Rule 4: After this, keep one version of the file for each of the following 6 years.
So now, instead of having over 2500 backups, I have a grand total of 25 which, if listed as dates look like this (hidden):
Reveal
1/23/2019
1/22/2019
1/21/2019
1/20/2019
1/19/2019
12/28/2018
12/21/2018
12/14/2018
November 2018 (last remaining version of month)
October 2018
September 2018
August 2018
July 2018
June 2018
May 2018
April 2018
March 2018
February 2018
January 2018
2017 (last remaining version of year)
2016
2015
2014
2013
2012
A system like this would definitely help keep the storage under control while also providing the capabilities for longer periods of backup retention. Again, I know this is probably more wishful thinking than anything but it never hurts to throw ideas out there.
Well string me silly that's great news. Any idea on when it might be usable? I noticed the article mentioned it's currently AWS-only. Any likelihood of it being available for B2/Azure/etc in the future?
In the absence of a GFS-type of long-term retention, we did something different.
We utilize Google Nearline for our operational Cloud backup/recovery where we keep 90 days of versions. For those customers who require longer-term retention, we utilize Amazon SIA and run monthly full backups on the first of the month. We then use a Lifecycle policy to move the monthly backups to Glacier after 30 days. This lowers the cost significantly in that Glacier is only $0.004/GB/Mo (~.05/GB/Yr) compared to SIA @ $0.0125/GB - $0.15/GB/yr.
The problem with using one back-end Storage Account for operational and long term retention is that you cannot transition files to Glacier as it would result in elongated restore times. And what was hard to understand in the beginning is that a FULL backup is not like it was in the old days of tape, ie. a fresh copy of everything. As the Novus Computer writer knows, a Full in Cloudberry backup is only a full backup of anything that has had a block incremental backup since the last "FULL". So files that might never change, but are essential to daily operation, would wind up in Glacier - with a 4-5 hour restore delay.
So you would have needed to leave all long term retention files in SIA or Nearline meaning we would have had to keep all daily versions of the files for 7 years.

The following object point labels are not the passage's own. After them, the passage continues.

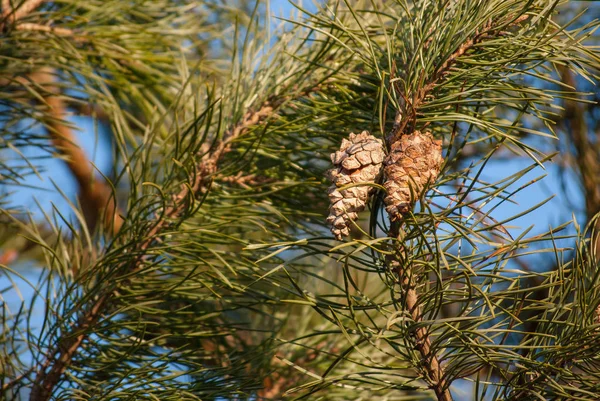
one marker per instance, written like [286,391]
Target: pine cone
[413,162]
[358,161]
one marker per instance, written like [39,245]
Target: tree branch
[587,158]
[433,370]
[96,196]
[14,15]
[59,358]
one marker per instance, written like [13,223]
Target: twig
[27,26]
[59,358]
[412,104]
[434,372]
[587,157]
[13,15]
[96,196]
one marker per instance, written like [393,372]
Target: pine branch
[412,102]
[59,359]
[434,372]
[587,158]
[96,196]
[27,26]
[14,15]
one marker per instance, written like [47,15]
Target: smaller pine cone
[358,161]
[413,162]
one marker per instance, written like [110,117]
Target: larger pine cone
[414,162]
[358,161]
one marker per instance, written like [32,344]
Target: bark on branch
[59,358]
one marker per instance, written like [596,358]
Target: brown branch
[587,157]
[433,370]
[14,15]
[406,117]
[96,196]
[27,26]
[59,359]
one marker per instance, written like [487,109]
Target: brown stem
[587,156]
[13,15]
[95,195]
[28,26]
[412,102]
[432,369]
[59,358]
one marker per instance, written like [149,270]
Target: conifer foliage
[203,265]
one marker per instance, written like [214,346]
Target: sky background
[43,196]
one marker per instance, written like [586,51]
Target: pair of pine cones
[413,162]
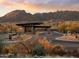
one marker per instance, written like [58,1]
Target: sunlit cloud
[34,6]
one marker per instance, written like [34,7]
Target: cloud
[34,6]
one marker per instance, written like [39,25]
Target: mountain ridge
[21,15]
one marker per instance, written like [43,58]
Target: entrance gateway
[34,26]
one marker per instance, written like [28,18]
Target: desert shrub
[38,50]
[58,50]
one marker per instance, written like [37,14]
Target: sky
[35,6]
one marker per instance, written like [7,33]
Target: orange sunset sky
[35,6]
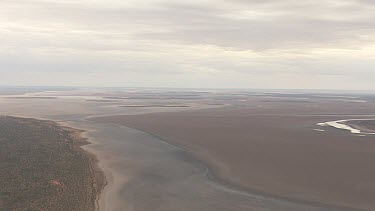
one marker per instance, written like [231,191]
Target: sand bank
[275,154]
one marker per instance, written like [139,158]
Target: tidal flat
[148,171]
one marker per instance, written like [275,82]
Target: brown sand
[272,149]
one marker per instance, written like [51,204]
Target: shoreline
[216,170]
[80,140]
[222,181]
[97,173]
[213,175]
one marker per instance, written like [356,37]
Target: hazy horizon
[270,44]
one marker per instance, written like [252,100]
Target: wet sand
[279,153]
[146,173]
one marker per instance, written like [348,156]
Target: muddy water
[143,172]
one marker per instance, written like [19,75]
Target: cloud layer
[205,43]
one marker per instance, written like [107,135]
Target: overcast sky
[327,44]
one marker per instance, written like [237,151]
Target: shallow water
[145,173]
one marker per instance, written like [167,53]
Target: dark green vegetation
[43,168]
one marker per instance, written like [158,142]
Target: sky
[271,44]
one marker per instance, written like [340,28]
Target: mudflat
[42,167]
[272,147]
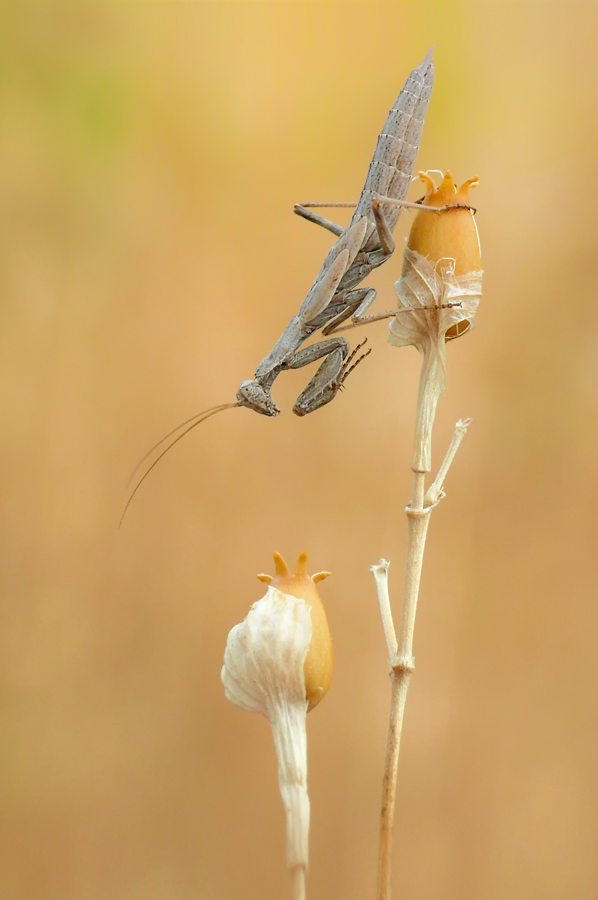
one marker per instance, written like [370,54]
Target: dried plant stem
[298,883]
[400,651]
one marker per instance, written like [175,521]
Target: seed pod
[278,662]
[318,662]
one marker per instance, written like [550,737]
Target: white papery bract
[431,300]
[263,672]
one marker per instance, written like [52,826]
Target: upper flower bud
[451,233]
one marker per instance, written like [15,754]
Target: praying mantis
[335,297]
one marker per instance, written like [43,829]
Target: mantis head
[253,396]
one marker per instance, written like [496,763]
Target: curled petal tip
[301,566]
[281,567]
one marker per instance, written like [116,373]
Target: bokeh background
[150,155]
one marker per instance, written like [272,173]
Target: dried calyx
[278,662]
[318,662]
[438,293]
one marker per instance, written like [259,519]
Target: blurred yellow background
[150,156]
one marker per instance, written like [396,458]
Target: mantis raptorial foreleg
[330,376]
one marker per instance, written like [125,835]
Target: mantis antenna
[197,419]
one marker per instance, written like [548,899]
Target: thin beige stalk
[400,651]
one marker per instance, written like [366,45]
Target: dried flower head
[318,662]
[278,662]
[438,294]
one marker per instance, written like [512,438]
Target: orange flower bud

So we did the math and it costs a LOT less money to use the Nearline and Glacier model than to keep all daily incrementals in SIA . That calculation even included the "Migrate to Glacier" fees.
And even with a GFS model that mimics the "keep only monthly fulls" that we are using, it is still less expensive to utilize Glacier and Nearline than only Amazon SIA.
Our calculation shows that if you start with 200GB and add 5GB per month of version data (assuming a GFS once per month model), the 200GB turns into 615GB in 7 years. The total cost of that over 7 years in SIA comes out to only $427 (our approach was $356). An average of a little over $5.00 per month over 7 years.
And with all that being said - How much would you charge your client for 200GB of data under protection? And how much more for the extended 7-year retention?
Even if we had to keep daily incremental for 7 years in SIA or Nearline, the 7-year total cost of probably $600+, would represent a small percentage of what we charge customers for our Backup Service with a long term retention option. Storage costs are "peanuts" compared to the cost of managing the backups - doing the upgrades/migrations/conversions,monitoring the daily results, dealing with the overdue/failures, etc.
If anyone would like more details on this approach and/or the calculations I would be happy to share them.
- Cloud Steve
So the GFS model makes a lot of sense for customers who have a 7 year retention requirement where we could eliminate eleven out of the twelve months after a year or so. Right now though most of our clients are satisfied with 90 days retention - a few want one year and one (the one I was referring to above) wanted 7 years. The thing is we have been doing our model for a few years now - it will be interesting to see how much work it is to migrate to a GFS model for existing backups.